Motorcyclist fatalities decreased by 6.4% in 2013, reports the National Highway Traffic Safety Administration, marking the first year-on-year decrease in the U.S. since 2009 and only the second recorded since 1997.
According to NHTSA’s Fatality Analysis Reporting System (FARS) data, 4,668 motorcyclists died in traffic accidents in 2013, down from 4,986 fatalities in 2012. At 6.4%, motorcyclist fatalities represented the largest percentage decrease as compared to deaths from passenger vehicles, trucks, pedestrians and cyclists.
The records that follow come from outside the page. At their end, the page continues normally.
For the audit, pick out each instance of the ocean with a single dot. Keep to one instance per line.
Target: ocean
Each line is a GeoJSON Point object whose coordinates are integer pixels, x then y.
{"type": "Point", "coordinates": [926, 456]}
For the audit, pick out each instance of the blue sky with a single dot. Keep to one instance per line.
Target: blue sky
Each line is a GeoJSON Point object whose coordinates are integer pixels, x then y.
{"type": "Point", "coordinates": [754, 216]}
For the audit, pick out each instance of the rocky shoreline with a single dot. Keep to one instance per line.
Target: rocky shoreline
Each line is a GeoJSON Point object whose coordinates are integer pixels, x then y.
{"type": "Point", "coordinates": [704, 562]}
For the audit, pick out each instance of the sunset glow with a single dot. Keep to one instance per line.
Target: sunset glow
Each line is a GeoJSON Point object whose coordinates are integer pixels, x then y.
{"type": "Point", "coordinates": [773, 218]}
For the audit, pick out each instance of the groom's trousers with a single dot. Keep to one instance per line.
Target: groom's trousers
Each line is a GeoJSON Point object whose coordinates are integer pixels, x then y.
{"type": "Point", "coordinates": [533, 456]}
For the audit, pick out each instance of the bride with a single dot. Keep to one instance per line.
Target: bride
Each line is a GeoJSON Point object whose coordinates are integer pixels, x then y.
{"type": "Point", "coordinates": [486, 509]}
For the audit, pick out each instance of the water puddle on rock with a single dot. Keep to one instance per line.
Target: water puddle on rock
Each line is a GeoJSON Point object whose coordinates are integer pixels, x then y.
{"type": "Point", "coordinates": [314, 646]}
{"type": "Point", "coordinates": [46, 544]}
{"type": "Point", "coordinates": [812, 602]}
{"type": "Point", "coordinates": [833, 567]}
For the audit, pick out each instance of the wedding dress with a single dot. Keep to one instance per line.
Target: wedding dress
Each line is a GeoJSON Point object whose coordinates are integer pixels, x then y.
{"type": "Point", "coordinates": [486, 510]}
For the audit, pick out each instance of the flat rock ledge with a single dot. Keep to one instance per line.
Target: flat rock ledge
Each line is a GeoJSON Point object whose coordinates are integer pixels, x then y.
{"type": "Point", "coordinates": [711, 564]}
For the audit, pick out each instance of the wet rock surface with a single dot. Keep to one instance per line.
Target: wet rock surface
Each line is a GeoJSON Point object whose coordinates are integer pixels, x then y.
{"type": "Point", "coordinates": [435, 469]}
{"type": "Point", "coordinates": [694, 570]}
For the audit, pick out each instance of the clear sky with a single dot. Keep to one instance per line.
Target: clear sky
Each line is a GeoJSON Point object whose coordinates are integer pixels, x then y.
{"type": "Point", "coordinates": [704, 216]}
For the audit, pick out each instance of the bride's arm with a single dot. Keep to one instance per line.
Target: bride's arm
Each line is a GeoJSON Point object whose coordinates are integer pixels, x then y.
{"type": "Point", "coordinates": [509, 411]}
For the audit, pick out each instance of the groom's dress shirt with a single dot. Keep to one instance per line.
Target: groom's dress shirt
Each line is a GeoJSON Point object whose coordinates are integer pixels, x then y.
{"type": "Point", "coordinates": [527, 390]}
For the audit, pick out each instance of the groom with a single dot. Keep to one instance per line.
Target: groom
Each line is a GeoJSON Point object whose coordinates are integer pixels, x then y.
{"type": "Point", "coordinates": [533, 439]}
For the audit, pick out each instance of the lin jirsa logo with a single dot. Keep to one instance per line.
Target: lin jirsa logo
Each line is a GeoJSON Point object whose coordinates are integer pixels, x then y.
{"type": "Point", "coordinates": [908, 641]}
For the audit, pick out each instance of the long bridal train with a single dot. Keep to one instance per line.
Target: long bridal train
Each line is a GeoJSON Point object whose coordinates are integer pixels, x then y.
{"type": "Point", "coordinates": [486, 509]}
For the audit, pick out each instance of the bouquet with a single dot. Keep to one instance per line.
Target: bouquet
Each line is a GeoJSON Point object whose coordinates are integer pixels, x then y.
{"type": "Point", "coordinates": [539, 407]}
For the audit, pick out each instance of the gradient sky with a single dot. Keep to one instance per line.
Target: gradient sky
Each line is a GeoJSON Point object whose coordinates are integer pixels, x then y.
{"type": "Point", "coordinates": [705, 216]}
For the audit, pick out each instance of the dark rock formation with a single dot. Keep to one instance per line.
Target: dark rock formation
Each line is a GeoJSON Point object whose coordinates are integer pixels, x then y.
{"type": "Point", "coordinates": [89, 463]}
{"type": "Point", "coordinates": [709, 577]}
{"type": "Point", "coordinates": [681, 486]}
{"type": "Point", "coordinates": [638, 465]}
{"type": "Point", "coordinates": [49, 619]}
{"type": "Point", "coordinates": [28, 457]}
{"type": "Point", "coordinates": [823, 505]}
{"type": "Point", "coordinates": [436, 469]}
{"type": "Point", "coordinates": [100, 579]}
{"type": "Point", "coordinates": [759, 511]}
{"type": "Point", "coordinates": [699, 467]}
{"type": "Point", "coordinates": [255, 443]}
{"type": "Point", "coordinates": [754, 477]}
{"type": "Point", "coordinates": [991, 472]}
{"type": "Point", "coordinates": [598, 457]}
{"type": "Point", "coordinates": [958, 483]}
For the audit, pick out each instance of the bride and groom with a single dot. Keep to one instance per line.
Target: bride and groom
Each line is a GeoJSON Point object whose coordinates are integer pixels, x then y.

Overall, motorcyclist deaths represented 14.3% of all U.S. traffic fatalities in 2013 compared to 14.8% in 2012.
While a decrease in rider deaths is good news, the numbers are still disproportionately high considering the number of motorcycles on the road. The 2013 report did not have the latest figures on registered vehicles or total miles traveled but the 2012 numbers are telling.
According to NHTSA, there were 8,454,939 motorcycles registered in the U.S. in 2012, representing just 3.2% of all registered vehicles. NHTSA also reports motorcyclists logged 21.298 billion miles in 2012, or just 0.72% of the 2.969 trillion miles traveled by all motor vehicles in the U.S. By those figures, NHTSA says 23.4 motorcyclists died for every 100 million miles traveled, a fatality rate 26 times larger than passenger cars. There may have been an decrease in deaths in 2013, but unless motorcycle use increased dramatically last year (highly unlikely) motorcyclists still died far more often than they should.
For those participating in the ABATE debate, the FARS data counted 1,854 fatalities among riders not wearing helmets in 2013, down from 2,039 in the previous year. The actual figure is likely much higher however, as researchers only knew whether helmets were worn in only 41% of the fatalities reported. States without universal helmet laws reported 11 times as many fatalities (1,704) as states with universal laws (150).
While helmet use continues to be a point of contention, motorcyclists appear to be getting the message about drinking and riding. The data attributed 1,296 motorcyclist fatalities to alcohol-impairment in 2013, down 8.3% from 1,413 in 2012.
NHTSA also found that there were fewer non-fatal motor injuries in 2013 compared to the previous year. The FARS data reports approximately 88,000 motorcyclists injured in 2013 compared to about 93,000 injured in 2012.